Did you ask how actually letting people keep their money instead of giving it to big government to pass it out is bad?

----------


## StilesBC

AE argues that failure is the market's mechanism for redistributing assets from the incompetent to the competent.   Without failure, wealth transfers cannot occur properly.  The incompetent (bankers are a good example nowadays), have been legislated wealth security via bailouts.  That is not what it is about.  Nor is it about inflation gradually stealing from the poor via price inflation of necessities and giving to the already wealthy via asset price inflation that is explicitly guaranteed by the Fed.  

Nowhere does AE claim that free markets create prosperity for all like magic.  It creates an environment where people can raise their standard of living unhindered by government force and coercion to do otherwise.  Individuals are just as likely to fail as succeed at this.  But their success or failure will be their own entirely.  This is the only ethical way of determining wealth distribution.  All other methods require the use of force or coercion - both being unethical.  

If this person thinks "low taxes" are the mechanism for achieving a trickle-down effect under AE, he/she is not all that sophisticated in their understanding of it.

----------


## AlexMerced

> I'm trying to debate someone who is claiming Austrian Economics is trickle down by another name. 
> 
> Need some help. 
> 
> Any suggestions...??


Send him to LearnEconomicsNow.com as an Ex-Liberal, I know how they think and can be pretty effective.

----------


## erowe1

> I'm trying to debate someone who is claiming Austrian Economics is trickle down by another name. 
> 
> Need some help. 
> 
> Any suggestions...??


Isn't the Obama stimulus trickle down by another name?

----------


## zyphex

Keynesians also claim that cutting taxes stimulate the economy and create jobs (See Mundell-Fleming model). So if he wants to play the trickle-down game, you can play it back at him.

----------


## brandon

Tell him you would rather discuss specifics than argue semantics.
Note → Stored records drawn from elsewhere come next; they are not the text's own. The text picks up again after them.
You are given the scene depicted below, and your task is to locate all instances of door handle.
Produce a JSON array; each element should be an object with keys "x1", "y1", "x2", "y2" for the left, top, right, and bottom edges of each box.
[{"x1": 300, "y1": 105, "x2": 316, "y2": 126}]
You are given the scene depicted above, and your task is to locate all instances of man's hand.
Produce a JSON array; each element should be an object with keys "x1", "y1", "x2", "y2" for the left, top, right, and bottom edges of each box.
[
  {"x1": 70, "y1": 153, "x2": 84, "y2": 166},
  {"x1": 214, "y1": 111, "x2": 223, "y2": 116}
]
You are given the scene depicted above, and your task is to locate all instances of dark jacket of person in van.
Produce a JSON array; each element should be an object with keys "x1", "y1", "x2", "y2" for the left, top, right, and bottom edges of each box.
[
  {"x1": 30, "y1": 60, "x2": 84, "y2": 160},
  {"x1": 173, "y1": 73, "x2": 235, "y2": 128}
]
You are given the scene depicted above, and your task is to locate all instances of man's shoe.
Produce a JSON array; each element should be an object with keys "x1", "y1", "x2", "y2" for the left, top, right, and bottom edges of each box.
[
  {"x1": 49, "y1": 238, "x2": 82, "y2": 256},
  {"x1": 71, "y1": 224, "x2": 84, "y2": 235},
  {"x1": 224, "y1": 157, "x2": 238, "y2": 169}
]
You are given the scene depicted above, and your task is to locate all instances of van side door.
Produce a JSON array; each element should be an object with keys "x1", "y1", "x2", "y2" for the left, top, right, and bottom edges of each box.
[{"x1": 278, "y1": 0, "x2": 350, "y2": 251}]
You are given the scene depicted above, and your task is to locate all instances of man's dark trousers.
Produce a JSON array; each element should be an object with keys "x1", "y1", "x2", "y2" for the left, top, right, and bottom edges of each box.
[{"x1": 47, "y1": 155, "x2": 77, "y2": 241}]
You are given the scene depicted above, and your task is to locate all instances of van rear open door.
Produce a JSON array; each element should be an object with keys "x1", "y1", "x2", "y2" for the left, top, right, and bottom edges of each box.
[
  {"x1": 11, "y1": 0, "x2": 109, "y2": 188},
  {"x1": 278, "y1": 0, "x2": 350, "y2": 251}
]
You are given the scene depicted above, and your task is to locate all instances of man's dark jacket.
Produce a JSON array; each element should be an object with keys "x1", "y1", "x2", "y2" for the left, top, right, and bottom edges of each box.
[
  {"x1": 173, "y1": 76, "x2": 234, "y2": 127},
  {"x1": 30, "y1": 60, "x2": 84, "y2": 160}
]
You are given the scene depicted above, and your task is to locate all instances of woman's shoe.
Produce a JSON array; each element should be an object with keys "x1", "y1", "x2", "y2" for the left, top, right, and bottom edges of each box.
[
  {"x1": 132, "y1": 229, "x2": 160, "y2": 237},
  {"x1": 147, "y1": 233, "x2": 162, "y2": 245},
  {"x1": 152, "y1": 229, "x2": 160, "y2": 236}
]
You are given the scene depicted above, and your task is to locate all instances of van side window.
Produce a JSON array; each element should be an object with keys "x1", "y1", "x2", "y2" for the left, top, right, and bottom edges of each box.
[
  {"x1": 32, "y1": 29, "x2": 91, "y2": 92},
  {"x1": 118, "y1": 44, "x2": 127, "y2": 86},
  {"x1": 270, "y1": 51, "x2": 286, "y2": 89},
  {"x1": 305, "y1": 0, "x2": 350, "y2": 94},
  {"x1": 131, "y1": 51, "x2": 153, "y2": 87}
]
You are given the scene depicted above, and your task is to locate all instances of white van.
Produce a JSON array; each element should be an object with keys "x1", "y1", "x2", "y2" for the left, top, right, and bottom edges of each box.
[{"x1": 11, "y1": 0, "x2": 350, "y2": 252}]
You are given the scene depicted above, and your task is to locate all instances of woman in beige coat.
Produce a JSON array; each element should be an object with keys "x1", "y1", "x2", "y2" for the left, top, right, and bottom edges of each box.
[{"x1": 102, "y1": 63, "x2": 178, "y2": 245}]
Tell him trickle-down/up/whatever are stupid buzzwords meant to illustrate complex subjects to the ignorant masses, and you would rather rise above that.

----------


## Agorism

Tell him that the current tax code is* trickle down* because it gives the government money for bombs to *drop down* on people (or U.S. citizens.)

Give them no money and they can't do anything wrong.

----------


## Sola_Fide

> Isn't the Obama stimulus trickle down by another name?
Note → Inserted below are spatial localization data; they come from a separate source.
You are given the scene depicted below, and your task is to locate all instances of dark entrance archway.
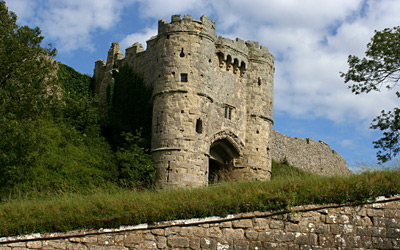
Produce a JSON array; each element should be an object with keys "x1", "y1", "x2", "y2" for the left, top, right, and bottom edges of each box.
[{"x1": 209, "y1": 138, "x2": 240, "y2": 184}]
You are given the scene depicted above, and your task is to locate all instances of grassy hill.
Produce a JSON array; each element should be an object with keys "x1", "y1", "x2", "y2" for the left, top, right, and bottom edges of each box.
[{"x1": 0, "y1": 160, "x2": 399, "y2": 237}]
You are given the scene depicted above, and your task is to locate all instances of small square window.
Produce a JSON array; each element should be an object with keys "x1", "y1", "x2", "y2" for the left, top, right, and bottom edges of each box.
[{"x1": 181, "y1": 73, "x2": 188, "y2": 82}]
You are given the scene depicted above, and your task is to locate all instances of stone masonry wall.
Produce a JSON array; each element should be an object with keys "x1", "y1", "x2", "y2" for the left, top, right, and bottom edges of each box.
[
  {"x1": 1, "y1": 195, "x2": 400, "y2": 249},
  {"x1": 271, "y1": 129, "x2": 352, "y2": 176}
]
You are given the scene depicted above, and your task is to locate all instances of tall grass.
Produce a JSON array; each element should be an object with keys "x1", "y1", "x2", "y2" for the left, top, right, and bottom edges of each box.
[{"x1": 1, "y1": 161, "x2": 400, "y2": 237}]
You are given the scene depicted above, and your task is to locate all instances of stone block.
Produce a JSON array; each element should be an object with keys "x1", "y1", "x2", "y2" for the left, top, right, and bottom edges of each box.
[
  {"x1": 253, "y1": 218, "x2": 269, "y2": 230},
  {"x1": 329, "y1": 224, "x2": 339, "y2": 234},
  {"x1": 325, "y1": 214, "x2": 337, "y2": 224},
  {"x1": 387, "y1": 228, "x2": 400, "y2": 238},
  {"x1": 244, "y1": 229, "x2": 258, "y2": 240},
  {"x1": 209, "y1": 226, "x2": 222, "y2": 238},
  {"x1": 80, "y1": 236, "x2": 98, "y2": 243},
  {"x1": 151, "y1": 229, "x2": 165, "y2": 236},
  {"x1": 293, "y1": 233, "x2": 317, "y2": 246},
  {"x1": 192, "y1": 227, "x2": 209, "y2": 237},
  {"x1": 155, "y1": 236, "x2": 167, "y2": 249},
  {"x1": 359, "y1": 236, "x2": 373, "y2": 248},
  {"x1": 167, "y1": 236, "x2": 189, "y2": 248},
  {"x1": 232, "y1": 219, "x2": 253, "y2": 228},
  {"x1": 384, "y1": 209, "x2": 399, "y2": 218},
  {"x1": 318, "y1": 234, "x2": 335, "y2": 247},
  {"x1": 233, "y1": 239, "x2": 249, "y2": 250},
  {"x1": 248, "y1": 241, "x2": 262, "y2": 250},
  {"x1": 220, "y1": 221, "x2": 232, "y2": 228},
  {"x1": 371, "y1": 226, "x2": 386, "y2": 238},
  {"x1": 257, "y1": 231, "x2": 274, "y2": 242},
  {"x1": 6, "y1": 242, "x2": 26, "y2": 247},
  {"x1": 66, "y1": 242, "x2": 88, "y2": 250},
  {"x1": 26, "y1": 241, "x2": 42, "y2": 249},
  {"x1": 314, "y1": 224, "x2": 329, "y2": 234},
  {"x1": 372, "y1": 236, "x2": 384, "y2": 249},
  {"x1": 222, "y1": 228, "x2": 244, "y2": 239},
  {"x1": 367, "y1": 208, "x2": 384, "y2": 217},
  {"x1": 200, "y1": 238, "x2": 217, "y2": 249},
  {"x1": 269, "y1": 219, "x2": 284, "y2": 229},
  {"x1": 97, "y1": 235, "x2": 114, "y2": 245},
  {"x1": 285, "y1": 223, "x2": 300, "y2": 232},
  {"x1": 47, "y1": 240, "x2": 67, "y2": 249},
  {"x1": 189, "y1": 238, "x2": 200, "y2": 250},
  {"x1": 125, "y1": 232, "x2": 144, "y2": 245},
  {"x1": 356, "y1": 225, "x2": 372, "y2": 236},
  {"x1": 274, "y1": 231, "x2": 294, "y2": 242}
]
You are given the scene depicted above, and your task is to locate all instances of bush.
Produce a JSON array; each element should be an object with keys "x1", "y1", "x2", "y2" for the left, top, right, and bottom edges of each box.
[{"x1": 116, "y1": 132, "x2": 156, "y2": 189}]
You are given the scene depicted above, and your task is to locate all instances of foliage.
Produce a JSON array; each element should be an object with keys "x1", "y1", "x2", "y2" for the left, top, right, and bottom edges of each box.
[
  {"x1": 271, "y1": 159, "x2": 311, "y2": 180},
  {"x1": 57, "y1": 63, "x2": 101, "y2": 136},
  {"x1": 341, "y1": 26, "x2": 400, "y2": 162},
  {"x1": 104, "y1": 64, "x2": 153, "y2": 149},
  {"x1": 1, "y1": 165, "x2": 400, "y2": 237},
  {"x1": 116, "y1": 132, "x2": 156, "y2": 189},
  {"x1": 0, "y1": 2, "x2": 118, "y2": 198}
]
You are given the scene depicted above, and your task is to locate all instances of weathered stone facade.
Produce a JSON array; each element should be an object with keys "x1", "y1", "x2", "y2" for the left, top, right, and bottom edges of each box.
[
  {"x1": 94, "y1": 14, "x2": 350, "y2": 188},
  {"x1": 94, "y1": 15, "x2": 274, "y2": 188},
  {"x1": 271, "y1": 130, "x2": 352, "y2": 176},
  {"x1": 2, "y1": 195, "x2": 400, "y2": 249}
]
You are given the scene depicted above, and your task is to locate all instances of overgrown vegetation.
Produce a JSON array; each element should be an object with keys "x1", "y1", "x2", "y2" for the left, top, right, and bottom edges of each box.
[
  {"x1": 2, "y1": 0, "x2": 400, "y2": 239},
  {"x1": 0, "y1": 162, "x2": 400, "y2": 237},
  {"x1": 0, "y1": 2, "x2": 155, "y2": 199}
]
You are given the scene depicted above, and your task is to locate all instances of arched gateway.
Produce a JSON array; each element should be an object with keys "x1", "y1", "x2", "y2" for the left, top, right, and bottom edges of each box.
[{"x1": 208, "y1": 131, "x2": 244, "y2": 184}]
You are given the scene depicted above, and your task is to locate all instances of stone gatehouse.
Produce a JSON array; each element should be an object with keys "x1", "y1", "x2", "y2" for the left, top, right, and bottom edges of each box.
[{"x1": 94, "y1": 14, "x2": 350, "y2": 188}]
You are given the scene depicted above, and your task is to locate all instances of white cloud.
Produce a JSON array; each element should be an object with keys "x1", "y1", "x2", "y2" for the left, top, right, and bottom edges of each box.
[
  {"x1": 120, "y1": 27, "x2": 157, "y2": 51},
  {"x1": 7, "y1": 0, "x2": 400, "y2": 129},
  {"x1": 7, "y1": 0, "x2": 134, "y2": 52}
]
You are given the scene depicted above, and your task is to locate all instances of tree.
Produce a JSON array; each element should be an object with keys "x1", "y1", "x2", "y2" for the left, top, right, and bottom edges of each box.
[
  {"x1": 341, "y1": 26, "x2": 400, "y2": 163},
  {"x1": 0, "y1": 1, "x2": 117, "y2": 197}
]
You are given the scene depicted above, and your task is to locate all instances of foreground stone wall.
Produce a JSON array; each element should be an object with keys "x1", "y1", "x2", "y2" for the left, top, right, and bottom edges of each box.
[
  {"x1": 1, "y1": 195, "x2": 400, "y2": 249},
  {"x1": 271, "y1": 130, "x2": 352, "y2": 176}
]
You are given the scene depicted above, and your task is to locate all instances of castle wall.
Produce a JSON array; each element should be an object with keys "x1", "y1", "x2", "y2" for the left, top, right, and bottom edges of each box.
[
  {"x1": 93, "y1": 14, "x2": 350, "y2": 188},
  {"x1": 3, "y1": 195, "x2": 400, "y2": 249},
  {"x1": 271, "y1": 129, "x2": 352, "y2": 176}
]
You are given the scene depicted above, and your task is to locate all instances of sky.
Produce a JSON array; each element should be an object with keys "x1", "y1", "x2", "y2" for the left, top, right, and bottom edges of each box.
[{"x1": 6, "y1": 0, "x2": 400, "y2": 171}]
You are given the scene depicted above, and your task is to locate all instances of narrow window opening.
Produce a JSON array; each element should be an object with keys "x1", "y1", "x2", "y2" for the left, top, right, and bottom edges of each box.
[
  {"x1": 224, "y1": 106, "x2": 233, "y2": 120},
  {"x1": 181, "y1": 73, "x2": 188, "y2": 82},
  {"x1": 172, "y1": 72, "x2": 175, "y2": 76},
  {"x1": 181, "y1": 110, "x2": 184, "y2": 113},
  {"x1": 196, "y1": 119, "x2": 203, "y2": 134},
  {"x1": 166, "y1": 161, "x2": 172, "y2": 182},
  {"x1": 180, "y1": 48, "x2": 185, "y2": 57},
  {"x1": 258, "y1": 77, "x2": 262, "y2": 86},
  {"x1": 256, "y1": 130, "x2": 259, "y2": 134},
  {"x1": 166, "y1": 35, "x2": 170, "y2": 39}
]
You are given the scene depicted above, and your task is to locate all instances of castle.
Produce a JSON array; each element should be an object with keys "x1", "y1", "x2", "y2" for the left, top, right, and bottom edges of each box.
[{"x1": 94, "y1": 15, "x2": 351, "y2": 188}]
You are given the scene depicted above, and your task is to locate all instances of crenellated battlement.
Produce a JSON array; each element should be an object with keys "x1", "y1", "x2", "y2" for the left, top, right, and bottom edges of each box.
[{"x1": 157, "y1": 14, "x2": 216, "y2": 41}]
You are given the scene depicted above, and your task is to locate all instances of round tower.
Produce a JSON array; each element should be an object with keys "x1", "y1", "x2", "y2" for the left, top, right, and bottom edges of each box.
[
  {"x1": 235, "y1": 41, "x2": 275, "y2": 180},
  {"x1": 151, "y1": 15, "x2": 217, "y2": 188}
]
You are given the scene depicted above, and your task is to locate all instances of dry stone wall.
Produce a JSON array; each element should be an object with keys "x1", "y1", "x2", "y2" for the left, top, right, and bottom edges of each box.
[
  {"x1": 271, "y1": 130, "x2": 352, "y2": 176},
  {"x1": 2, "y1": 195, "x2": 400, "y2": 249}
]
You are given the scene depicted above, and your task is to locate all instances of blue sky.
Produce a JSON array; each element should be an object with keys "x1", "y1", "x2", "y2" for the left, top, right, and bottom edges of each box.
[{"x1": 6, "y1": 0, "x2": 400, "y2": 171}]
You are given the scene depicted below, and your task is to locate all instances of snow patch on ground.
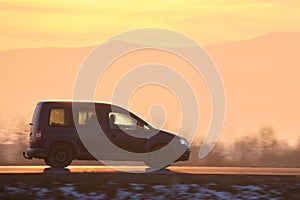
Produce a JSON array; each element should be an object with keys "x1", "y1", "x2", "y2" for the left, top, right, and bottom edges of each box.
[
  {"x1": 58, "y1": 183, "x2": 105, "y2": 200},
  {"x1": 5, "y1": 186, "x2": 27, "y2": 194},
  {"x1": 32, "y1": 187, "x2": 50, "y2": 198},
  {"x1": 0, "y1": 182, "x2": 292, "y2": 199}
]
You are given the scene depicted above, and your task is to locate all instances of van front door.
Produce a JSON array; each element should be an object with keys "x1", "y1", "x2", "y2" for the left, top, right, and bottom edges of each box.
[{"x1": 106, "y1": 112, "x2": 150, "y2": 154}]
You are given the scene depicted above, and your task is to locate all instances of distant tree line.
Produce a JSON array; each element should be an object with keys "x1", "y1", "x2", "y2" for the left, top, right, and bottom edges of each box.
[
  {"x1": 0, "y1": 124, "x2": 299, "y2": 167},
  {"x1": 184, "y1": 127, "x2": 300, "y2": 167}
]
Yep, that's a great way to frame it.

----------


## 1836

On some level, I want to say _who cares_?

Since you are posting in Grassroots Central one would assume this has something to do with Ron Paul. Newsflash: you don't have to buy into Austrian Economics to support Ron Paul or libertarian ideas generally.

While I find Austrian economics fascinating, I think it can be largely inadequate in dealing with certain questions. My economics could be best summed up as Chicago school, though I seem to drift in a more classical direction every day.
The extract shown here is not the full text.